IC-LoRA in LTX-2.3: Complete ComfyUI Workflow Guide (Official Lightricks)
Official Lightricks walkthrough of IC-LoRA in LTX-2.3 — Canny, Depth, and Pose control modes, Union Control, Motion Track, multi-stage sampling, and production best practices in ComfyUI.
By ltx workflow
Editor's Note: Official Lightricks tutorial on using IC-LoRA in LTX-2.3. Covers all three control modes (Canny / Depth / Pose), the Union Control + Motion Track variants, and the multi-stage sampling pipeline. Mirrored here with images preserved.
IC-LoRA (In-Context LoRA) is a powerful control mechanism in LTX-2 that separates motion from visual styling. Instead of describing camera movements or character actions in text prompts, IC-LoRA extracts structure and motion directly from reference videos and applies them to entirely new generations.
This tutorial walks through the official LTX-2 IC-LoRA workflow in ComfyUI, explaining when to use each IC-LoRA mode, how the preprocessing pipeline works, and best practices for high-quality motion transfer.
What Is IC-LoRA?

IC-LoRA (In-Context LoRA) transfers the structure and motion from a reference video onto a completely new generation while allowing you to reimagine the visual style through text prompts.

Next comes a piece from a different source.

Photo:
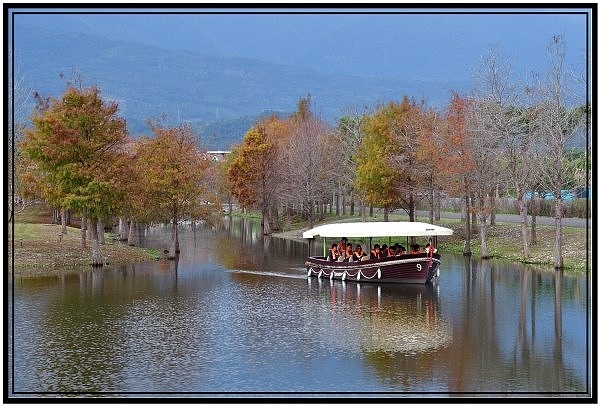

The workflow enables you to:
- Lock camera movements from reference footage
- Preserve scene geometry and spatial relationships
- Transfer human motion and performance to different visual styles
- Maintain temporal consistency across frames
This approach is conceptually similar to ControlNet for images, but applied across multiple frames in video.
The Three IC-LoRA Modes

The LTX-2 IC-LoRA workflow includes three separate IC-LoRA groups, each designed for different types of structural control.
Canny IC-LoRA: Edge Preservation
What it extracts: Edge maps and outlines from the reference video
Best for:
- Preserving shot composition and framing
- Maintaining silhouettes and structural boundaries
- Stylized outputs where clean shapes matter more than photorealism
Use case: When you need to keep the compositional structure of a shot while changing everything else—ideal for animation, illustration styles, or abstract visuals.
**
Depth IC-LoRA: Camera Movement and 3D Geometry
What it extracts: Depth maps and spatial scene geometry
Best for:
- Camera movement (pan, tilt, dolly, crane shots)
- 3D structure and spatial relationships
- Parallax and depth-aware motion
Use case: Cinematic shots where camera motion is critical—tracking shots, establishing shots, or any scenario requiring precise camera control and spatial coherence.
**
Pose IC-LoRA: Human Motion Transfer
What it extracts: Skeleton joints and body movement using DWPose
Best for:
- Dance choreography
- Complex body movements
- Athletic or action sequences
- Performance capture
Use case: Transferring human motion to different characters or visual styles while preserving the exact timing and performance of the original—perfect for stylized character animation or motion retargeting.
**
Workflow Setup: Loading Reference Assets
Step 1: Load Reference Video and Image
The workflow requires two inputs:
**Load Video node:****Upload your reference video containing the motion you want to transfer.
**Reference Image:***Even when running in text-to-video mode, an image input is required for the workflow to execute.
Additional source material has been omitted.